The misguided emphasis on willpower led to interventions designed to increase it, with the goal of also strengthening conscientiousness. This approach occasionally yielded some positive short-term results, the researchers said. But in the long term, such changes tend to erode.

“People usually revert to their baseline levels of willpower and conscientiousness,” Inzlicht said. “Willpower is generally fragile, unreliable and weak.”

The science strongly suggests that other aspects of “trait self-control” are more likely to contribute to the lifelong benefits associated with this trait, Inzlicht said.

“Perhaps it’s their industriousness or organizational skills,” he said. “Or maybe it’s their ability to persist in pursuit of a goal.”

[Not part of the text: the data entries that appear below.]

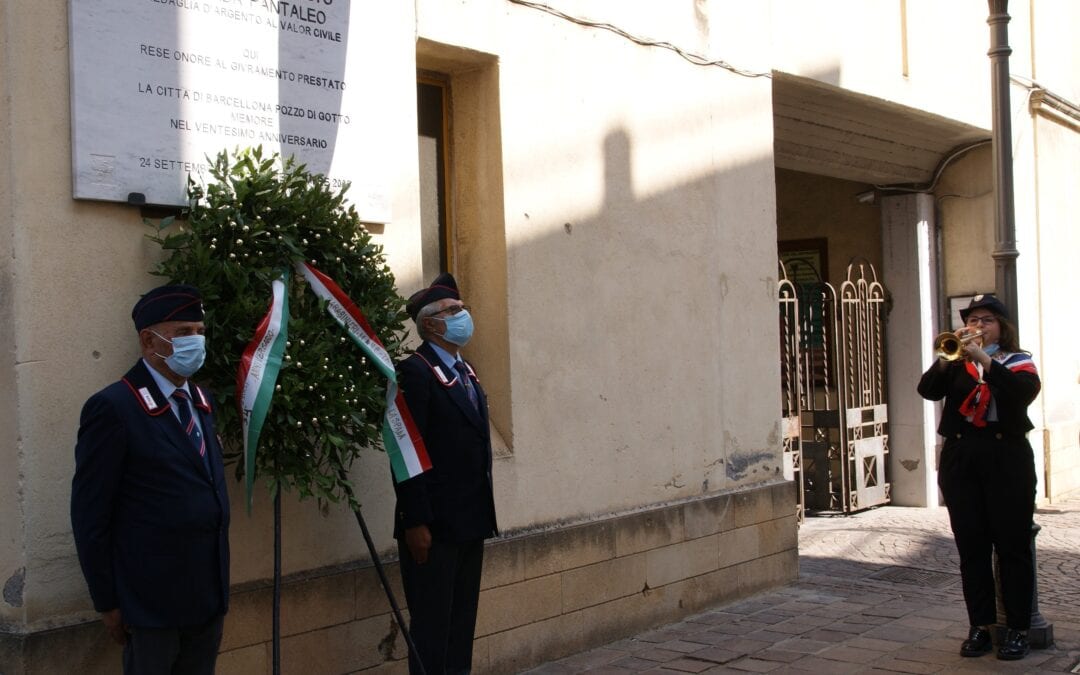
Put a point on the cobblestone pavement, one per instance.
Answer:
(878, 592)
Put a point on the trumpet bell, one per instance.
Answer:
(949, 347)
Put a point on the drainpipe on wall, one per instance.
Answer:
(1041, 633)
(1004, 219)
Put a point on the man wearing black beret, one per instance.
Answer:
(444, 515)
(149, 509)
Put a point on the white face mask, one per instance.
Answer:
(189, 353)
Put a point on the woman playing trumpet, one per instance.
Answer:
(986, 471)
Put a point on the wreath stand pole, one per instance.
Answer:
(277, 582)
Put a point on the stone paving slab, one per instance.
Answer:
(878, 592)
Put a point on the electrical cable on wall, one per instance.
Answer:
(929, 187)
(690, 56)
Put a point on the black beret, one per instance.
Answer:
(444, 286)
(986, 300)
(179, 302)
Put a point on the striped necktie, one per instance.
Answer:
(189, 424)
(463, 373)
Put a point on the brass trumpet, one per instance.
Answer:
(949, 347)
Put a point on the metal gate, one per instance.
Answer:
(833, 389)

“We wonder if we should abandon the term ‘self-control’ when referring to traits and instead refer to conscientiousness,” the researchers wrote. “Consider the alternative universe if we had settled on the name ‘planfulness’ or ‘consideration of future consequences.'”

“Success in life might be the result of engaging less in day-to-day willpower and more in cold calculation before a temptation is ever met,” they said. “Maybe conscientiousness is explained not by exerting willpower, but by avoiding the need to exert it in the first place.”

Ultimately, Inzlicht and Roberts wrote, they aim to “highlight the need for a broader conceptualization of self-control in psychological research and interventions.”

Roberts also is an affiliate of the Carl R. Woese Institute for Genomic Biology at the U. of I.

The Social Sciences and Humanities Research Council of Canada and the Natural Sciences and Engineering Council of Canada supported this work.